Wie erfolgt die Entwicklung eines Corona-Impfstoffs und welche Arten der Immunisierung gibt es bei COVID-19? Eine Übersicht.
(aktualisiert: 05.02.21)
Die Liste ist lang. Laut WHO gibt es derzeit über 230 Impfstoffprojekte, 63 sind bereits in der klinischen Phase (Stand 29.01.2021). Zugelassen, auch in der EU, sind bereits 3 Impfstoffe: Die mRNA-Kandidaten von Biontech/Pfizer sowie Moderna und der Vektorimpfstoff von AstraZeneca.
Bis vor wenigen Jahren hätte man von der Analyse des Virus bis zur Zulassung des Impfstoffs rund 10 bis 15 Jahre angesetzt. In der beispiellosen Situation der Corona-Pandemie wurde eine enorme Beschleunigung möglich, nicht zuletzt aufgrund der Vorerfahrung mit Coronaviren und Impfstoffprojekten. Bei der Fahrt auf der Überholspur kann einen zunächst ein mulmiges Gefühl beschleichen, es gibt jedoch viele Erklärungen für die schnelle Entwicklungen, die die Sicherheit nicht beeinträchtigen sollen – und somit auch neue Perspektiven.
Die Phasen der Impfstoffentwicklung
In Deutschland ist das Paul-Ehrlich-Institut (PEI) für die Prüfung klinischer Studien zuständig. Anträge müssen unter Bewertung des Nutzen-Risiko-Profils genehmigt werden, die Frist hierfür beträgt max. 30 Tage. Am 22. April hat das PEI die erste klinische Prüfung eines Impfstoffs gegen COVID-19 in Deutschland genehmigt, bereits nach wenigen Tagen.
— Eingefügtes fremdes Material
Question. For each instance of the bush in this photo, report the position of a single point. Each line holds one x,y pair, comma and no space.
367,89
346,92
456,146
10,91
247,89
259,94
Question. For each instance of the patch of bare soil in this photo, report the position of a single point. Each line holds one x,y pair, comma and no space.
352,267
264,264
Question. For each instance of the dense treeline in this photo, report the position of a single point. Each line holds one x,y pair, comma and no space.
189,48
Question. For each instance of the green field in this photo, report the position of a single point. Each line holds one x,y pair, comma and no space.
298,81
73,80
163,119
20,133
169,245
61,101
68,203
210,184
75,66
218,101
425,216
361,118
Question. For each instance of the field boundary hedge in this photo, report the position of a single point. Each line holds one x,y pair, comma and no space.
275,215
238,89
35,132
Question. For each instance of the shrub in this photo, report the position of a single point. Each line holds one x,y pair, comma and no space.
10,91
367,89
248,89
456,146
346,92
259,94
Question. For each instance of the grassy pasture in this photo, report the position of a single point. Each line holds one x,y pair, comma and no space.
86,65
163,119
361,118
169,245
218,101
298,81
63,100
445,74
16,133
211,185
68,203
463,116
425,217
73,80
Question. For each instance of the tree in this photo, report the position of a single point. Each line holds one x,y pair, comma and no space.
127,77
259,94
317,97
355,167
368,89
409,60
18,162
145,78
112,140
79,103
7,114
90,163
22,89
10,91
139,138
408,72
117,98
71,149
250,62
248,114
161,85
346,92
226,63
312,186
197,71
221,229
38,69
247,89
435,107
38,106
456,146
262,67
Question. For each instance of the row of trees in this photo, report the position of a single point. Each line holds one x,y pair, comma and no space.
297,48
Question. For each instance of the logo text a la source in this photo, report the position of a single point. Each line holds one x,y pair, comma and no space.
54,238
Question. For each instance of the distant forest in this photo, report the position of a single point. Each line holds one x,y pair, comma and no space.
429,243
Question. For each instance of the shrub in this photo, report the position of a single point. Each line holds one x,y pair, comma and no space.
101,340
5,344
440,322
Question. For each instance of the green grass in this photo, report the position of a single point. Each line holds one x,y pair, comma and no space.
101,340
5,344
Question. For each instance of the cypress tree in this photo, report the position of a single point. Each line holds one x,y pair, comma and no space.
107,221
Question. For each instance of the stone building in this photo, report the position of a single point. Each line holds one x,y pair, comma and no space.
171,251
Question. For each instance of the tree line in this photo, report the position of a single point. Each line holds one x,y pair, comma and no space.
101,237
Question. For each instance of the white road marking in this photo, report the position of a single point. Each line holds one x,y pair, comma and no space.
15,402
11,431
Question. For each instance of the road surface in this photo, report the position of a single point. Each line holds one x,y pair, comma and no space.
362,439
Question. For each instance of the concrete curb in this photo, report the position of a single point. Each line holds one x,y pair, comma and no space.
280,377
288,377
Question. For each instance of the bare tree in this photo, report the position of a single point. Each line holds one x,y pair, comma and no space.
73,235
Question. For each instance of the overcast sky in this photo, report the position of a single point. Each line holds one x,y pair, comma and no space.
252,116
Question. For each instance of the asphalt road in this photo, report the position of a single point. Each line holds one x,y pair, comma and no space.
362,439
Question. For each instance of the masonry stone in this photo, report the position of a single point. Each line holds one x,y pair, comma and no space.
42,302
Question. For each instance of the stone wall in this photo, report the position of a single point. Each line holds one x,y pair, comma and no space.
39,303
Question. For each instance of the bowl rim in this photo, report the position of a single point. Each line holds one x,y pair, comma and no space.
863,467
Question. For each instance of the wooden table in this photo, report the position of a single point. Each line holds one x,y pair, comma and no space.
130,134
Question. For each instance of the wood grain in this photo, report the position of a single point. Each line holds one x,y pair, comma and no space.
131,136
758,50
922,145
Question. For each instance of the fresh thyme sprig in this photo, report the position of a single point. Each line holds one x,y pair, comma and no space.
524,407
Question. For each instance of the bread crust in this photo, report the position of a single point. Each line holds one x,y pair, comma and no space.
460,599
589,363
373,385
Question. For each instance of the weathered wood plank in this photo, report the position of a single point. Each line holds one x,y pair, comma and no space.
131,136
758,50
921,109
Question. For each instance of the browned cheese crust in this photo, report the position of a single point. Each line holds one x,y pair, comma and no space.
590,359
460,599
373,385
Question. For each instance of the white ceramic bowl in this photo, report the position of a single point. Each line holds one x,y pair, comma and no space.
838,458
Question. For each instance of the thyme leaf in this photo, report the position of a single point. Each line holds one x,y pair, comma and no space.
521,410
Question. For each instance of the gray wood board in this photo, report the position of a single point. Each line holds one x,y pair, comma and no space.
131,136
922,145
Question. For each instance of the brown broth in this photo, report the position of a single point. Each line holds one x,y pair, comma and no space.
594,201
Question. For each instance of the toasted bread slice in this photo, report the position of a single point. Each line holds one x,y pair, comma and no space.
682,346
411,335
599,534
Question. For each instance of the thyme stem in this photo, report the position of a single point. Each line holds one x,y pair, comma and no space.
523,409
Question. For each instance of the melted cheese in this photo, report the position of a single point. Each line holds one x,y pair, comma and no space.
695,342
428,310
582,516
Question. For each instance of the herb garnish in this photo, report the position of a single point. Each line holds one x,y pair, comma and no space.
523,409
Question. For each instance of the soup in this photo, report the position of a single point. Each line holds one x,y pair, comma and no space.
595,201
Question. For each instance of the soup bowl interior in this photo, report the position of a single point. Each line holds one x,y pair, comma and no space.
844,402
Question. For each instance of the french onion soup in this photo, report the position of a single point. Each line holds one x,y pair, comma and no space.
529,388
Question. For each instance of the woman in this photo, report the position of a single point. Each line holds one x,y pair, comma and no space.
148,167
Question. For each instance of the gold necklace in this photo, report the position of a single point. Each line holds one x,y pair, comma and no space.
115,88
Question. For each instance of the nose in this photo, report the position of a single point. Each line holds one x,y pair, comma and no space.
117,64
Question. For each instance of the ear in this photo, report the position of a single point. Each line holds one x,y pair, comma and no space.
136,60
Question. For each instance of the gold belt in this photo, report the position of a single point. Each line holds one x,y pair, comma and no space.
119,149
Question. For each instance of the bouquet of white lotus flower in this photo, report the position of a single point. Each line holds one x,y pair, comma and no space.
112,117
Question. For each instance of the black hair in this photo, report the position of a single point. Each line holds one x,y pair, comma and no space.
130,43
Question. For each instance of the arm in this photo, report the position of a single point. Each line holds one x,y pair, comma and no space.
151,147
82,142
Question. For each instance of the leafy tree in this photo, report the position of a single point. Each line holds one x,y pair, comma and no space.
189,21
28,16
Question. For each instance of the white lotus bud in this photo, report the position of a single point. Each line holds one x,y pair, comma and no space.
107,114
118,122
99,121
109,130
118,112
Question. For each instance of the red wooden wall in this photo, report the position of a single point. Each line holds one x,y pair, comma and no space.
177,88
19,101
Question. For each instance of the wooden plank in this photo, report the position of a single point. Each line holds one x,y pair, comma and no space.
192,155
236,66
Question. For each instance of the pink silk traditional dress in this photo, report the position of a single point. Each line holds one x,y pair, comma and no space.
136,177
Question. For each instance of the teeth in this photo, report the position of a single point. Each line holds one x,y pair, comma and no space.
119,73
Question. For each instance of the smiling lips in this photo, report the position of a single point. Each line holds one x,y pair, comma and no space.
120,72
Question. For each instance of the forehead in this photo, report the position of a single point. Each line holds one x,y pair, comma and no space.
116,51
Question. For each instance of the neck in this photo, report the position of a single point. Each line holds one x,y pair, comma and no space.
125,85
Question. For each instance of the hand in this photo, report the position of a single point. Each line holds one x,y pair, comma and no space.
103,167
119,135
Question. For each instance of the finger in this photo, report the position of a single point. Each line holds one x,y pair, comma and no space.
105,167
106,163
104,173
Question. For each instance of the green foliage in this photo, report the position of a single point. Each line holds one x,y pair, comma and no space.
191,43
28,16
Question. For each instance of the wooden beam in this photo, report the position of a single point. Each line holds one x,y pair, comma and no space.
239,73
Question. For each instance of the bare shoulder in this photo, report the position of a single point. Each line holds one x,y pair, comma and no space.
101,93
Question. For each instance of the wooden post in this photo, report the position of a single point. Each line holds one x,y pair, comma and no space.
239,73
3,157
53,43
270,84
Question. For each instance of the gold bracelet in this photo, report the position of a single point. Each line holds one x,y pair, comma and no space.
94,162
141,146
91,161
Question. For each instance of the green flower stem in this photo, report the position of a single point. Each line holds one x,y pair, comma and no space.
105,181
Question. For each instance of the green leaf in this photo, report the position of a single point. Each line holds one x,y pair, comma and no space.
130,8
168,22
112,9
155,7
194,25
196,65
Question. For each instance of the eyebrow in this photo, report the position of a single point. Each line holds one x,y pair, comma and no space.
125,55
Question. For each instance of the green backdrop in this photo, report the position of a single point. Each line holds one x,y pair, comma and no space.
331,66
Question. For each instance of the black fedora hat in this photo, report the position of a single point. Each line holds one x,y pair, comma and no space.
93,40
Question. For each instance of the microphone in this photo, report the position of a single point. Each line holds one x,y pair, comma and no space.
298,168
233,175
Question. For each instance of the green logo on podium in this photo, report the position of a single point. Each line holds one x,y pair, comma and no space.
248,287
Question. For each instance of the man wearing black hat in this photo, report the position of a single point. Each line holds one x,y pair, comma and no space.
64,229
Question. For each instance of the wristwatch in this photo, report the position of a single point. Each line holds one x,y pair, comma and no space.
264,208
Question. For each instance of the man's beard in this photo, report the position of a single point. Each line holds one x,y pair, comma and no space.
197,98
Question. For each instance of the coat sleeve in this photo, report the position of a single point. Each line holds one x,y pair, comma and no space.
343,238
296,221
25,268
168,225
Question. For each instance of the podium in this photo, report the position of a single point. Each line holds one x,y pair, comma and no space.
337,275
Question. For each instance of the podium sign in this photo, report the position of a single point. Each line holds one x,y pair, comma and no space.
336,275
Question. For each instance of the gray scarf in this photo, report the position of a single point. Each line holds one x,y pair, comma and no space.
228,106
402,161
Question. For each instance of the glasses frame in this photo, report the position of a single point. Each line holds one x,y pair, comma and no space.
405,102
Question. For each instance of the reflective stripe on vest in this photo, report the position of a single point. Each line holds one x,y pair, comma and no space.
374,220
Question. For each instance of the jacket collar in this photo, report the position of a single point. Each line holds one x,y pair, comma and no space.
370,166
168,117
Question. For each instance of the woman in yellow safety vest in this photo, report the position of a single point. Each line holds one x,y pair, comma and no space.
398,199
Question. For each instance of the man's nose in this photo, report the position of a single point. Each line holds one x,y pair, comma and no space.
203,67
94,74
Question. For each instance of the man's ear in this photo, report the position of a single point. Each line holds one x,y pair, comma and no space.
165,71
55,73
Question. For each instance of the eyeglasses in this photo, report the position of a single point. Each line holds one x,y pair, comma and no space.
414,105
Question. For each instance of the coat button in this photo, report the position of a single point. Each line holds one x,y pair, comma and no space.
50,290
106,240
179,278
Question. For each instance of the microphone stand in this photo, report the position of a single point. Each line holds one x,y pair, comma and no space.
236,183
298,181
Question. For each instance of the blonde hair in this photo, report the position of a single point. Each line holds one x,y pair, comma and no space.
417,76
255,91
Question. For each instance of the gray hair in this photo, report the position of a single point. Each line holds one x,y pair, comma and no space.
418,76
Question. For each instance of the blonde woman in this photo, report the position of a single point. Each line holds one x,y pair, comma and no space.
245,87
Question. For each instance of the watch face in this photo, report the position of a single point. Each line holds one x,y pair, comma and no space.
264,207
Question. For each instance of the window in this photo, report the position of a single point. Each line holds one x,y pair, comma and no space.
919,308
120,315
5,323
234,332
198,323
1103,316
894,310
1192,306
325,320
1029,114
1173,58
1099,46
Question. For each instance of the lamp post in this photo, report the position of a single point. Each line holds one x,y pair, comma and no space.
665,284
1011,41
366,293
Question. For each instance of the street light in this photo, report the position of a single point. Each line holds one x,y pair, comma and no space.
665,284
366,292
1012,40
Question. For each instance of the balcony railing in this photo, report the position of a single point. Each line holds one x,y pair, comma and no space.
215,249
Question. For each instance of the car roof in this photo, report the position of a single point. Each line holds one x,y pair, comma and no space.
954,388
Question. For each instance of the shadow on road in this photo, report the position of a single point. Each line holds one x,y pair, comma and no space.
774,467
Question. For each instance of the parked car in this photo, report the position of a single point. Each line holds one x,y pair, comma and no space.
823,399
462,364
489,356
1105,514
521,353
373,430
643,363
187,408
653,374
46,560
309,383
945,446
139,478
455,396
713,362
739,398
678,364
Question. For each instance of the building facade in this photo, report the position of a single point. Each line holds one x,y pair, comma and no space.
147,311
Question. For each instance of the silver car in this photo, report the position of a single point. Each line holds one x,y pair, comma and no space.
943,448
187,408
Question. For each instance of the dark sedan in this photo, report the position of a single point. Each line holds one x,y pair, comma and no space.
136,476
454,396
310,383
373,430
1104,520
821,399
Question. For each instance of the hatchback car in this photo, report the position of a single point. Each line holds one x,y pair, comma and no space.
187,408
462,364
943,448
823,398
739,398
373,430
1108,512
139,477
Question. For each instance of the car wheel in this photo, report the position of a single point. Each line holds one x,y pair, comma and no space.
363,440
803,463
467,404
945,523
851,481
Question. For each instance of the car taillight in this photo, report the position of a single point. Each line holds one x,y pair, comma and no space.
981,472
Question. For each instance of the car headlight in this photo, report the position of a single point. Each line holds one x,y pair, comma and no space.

Bevor ein Impfstoff an Menschen getestet wird, muss er sich präklinischen Studien in Zellkultur und Tierversuchen beweisen. Kann der Wirkstoff das Virus hindern, menschliche Zellen zu infizieren? Welche Dosis ist wirksam? Zeigt er in Tierversuchen Nebenwirkungen, die den Einsatz beim Menschen ausschließen? Wie könnte der Impfstoff verabreicht werden?
Hat sich ein Kandidat bewährt, wird er beim Menschen in klinischen Studien eingesetzt:
- In Phase I wird an einer kleinen Gruppe von rund 100 gesunden Probanden gemessen, ob und wie gut eine Immunantwort ausfällt und wie verträglich er ist.
- Nach einer Beobachtungszeit der Geimpften wird der Wirkstoff in Phase II an mehreren Hundert Probanden getestet und sowohl die Dosis optimiert sowie Nebenwirkungen analysiert.
- In Phase III mit Tausenden bis Zehntausenden Probanden muss sich der Impfstoff beweisen: Ist messbar, dass sich Geimpfte mit dem Erreger nicht infizieren? Ist er sicher oder gibt es verstärkte Symptome?
- Hat sich der Kandidat hier bewiesen, ist die Prüfbehörde für die Zulassung (Phase IV) am Zug, für Europa ist das die European Medicines Agency (EMA), sie gibt Empfehlungen an die Kommission, die letztendlich die Zulassung erteilt oder nicht.
Auch wenn der Impfstoff dann auf dem Markt ist, laufen die Studien noch weiter. Es wird weiterhin beobachtet, ob Geimpfte den Wirkstoff gut vertragen. Kommt es etwa zu Nebenwirkungen, muss dies an die zuständigen Bundesoberbehörden Bundesinstitut für Arzneimittel (BfArM), das Paul Ehrlich Institut (PEI) und an den Hersteller gemeldet werden meisten.
Auf der Überholspur
Den größten Teil der Entwicklungszeit nimmt die Erprobung von Impfstoffen mit Freiwilligen in Anspruch. Normalerweise dauert die Entwicklung eines Impfstoffes viele Jahre bis Jahrzehnte. In der aktuellen Coronavirus-Pandemie gibt es schon nach wenigen Monaten die ersten Tests mit Freiwilligen. Der Grund? Zum einen gibt flexiblere Impfstoff-Arten, die auf bestehende Konstrukte und Erfahrungen aufbauen, zum anderen Neuentwicklungen – und ordentliche Motoren.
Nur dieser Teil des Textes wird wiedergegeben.